The European Southern Observatory has just announced the discovery of more than 50 new exoplanets (planets outside our solar system), including 16 super-Earths (planets whose mass is between one and 10 times that of our own planet).

One of these planets in particular could theoretically be home to life if conditions are right. It's called HD 85512 b, and scientists say it's about 3.6 times the mass of the Earth. This planet is about 35 light years from Earth. Its location with respect to its star suggests that this planet could have liquid water under certain circumstances.

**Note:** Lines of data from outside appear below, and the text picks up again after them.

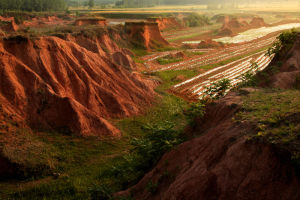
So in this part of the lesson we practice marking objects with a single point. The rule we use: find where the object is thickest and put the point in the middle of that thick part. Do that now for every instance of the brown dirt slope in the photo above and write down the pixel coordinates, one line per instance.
(232, 26)
(53, 83)
(166, 23)
(145, 34)
(288, 75)
(220, 164)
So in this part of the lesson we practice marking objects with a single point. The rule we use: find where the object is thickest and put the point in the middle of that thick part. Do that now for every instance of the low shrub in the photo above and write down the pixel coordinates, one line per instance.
(218, 89)
(283, 44)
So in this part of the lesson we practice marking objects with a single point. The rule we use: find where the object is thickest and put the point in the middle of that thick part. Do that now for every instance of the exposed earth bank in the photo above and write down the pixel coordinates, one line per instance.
(221, 163)
(71, 85)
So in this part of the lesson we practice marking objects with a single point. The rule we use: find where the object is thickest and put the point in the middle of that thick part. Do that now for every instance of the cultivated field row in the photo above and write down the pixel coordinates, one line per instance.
(197, 87)
(211, 56)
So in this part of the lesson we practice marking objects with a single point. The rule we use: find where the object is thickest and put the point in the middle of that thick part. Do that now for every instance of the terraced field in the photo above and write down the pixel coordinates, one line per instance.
(210, 56)
(197, 87)
(241, 58)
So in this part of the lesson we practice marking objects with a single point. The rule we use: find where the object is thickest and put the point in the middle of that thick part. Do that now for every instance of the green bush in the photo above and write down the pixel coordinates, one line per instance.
(145, 153)
(283, 44)
(167, 60)
(218, 89)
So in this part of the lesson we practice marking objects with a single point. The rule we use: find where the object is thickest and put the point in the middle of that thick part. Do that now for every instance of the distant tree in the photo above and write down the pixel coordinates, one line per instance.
(91, 3)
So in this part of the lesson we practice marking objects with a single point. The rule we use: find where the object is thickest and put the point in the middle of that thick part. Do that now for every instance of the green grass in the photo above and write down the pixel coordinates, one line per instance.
(224, 62)
(81, 165)
(276, 114)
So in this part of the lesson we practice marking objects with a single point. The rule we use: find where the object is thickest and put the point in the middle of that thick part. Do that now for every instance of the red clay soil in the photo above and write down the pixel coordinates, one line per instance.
(220, 164)
(289, 74)
(9, 25)
(90, 21)
(209, 43)
(39, 21)
(2, 34)
(146, 34)
(52, 83)
(258, 22)
(166, 23)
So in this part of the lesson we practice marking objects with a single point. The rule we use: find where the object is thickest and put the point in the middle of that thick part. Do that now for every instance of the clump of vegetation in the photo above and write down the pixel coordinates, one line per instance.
(194, 20)
(218, 89)
(145, 153)
(276, 114)
(29, 156)
(283, 44)
(249, 78)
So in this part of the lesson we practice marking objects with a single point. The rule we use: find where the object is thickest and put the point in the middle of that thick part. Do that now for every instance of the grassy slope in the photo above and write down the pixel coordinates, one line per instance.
(276, 114)
(82, 162)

Don't get too excited, though; there's a lot more work to be done to explore whether this planet is truly fit for life, in addition to whether there are alien life forms there.

The discovery comes from High Accuracy Radial Velocity Planet Searcher, or HARPS. HARPS is located at the La Silla Observatory in Chile, and is part of a telescope that's nearly 12 feet long.

Here's how it works, according to ESO: When a planet orbits a star, the star move towards and away from the person who's stargazing on Earth in a regular fashion. That's called a change in radial velocity. Because of the Doppler effect, changes in radial velocity makes the star's light spectrum move towards longer wavelengths when it's moving away, and towards shorter wavelengths as it gets closer. HARPS can detect this shift in the spectrum, and infer that there is a planet present.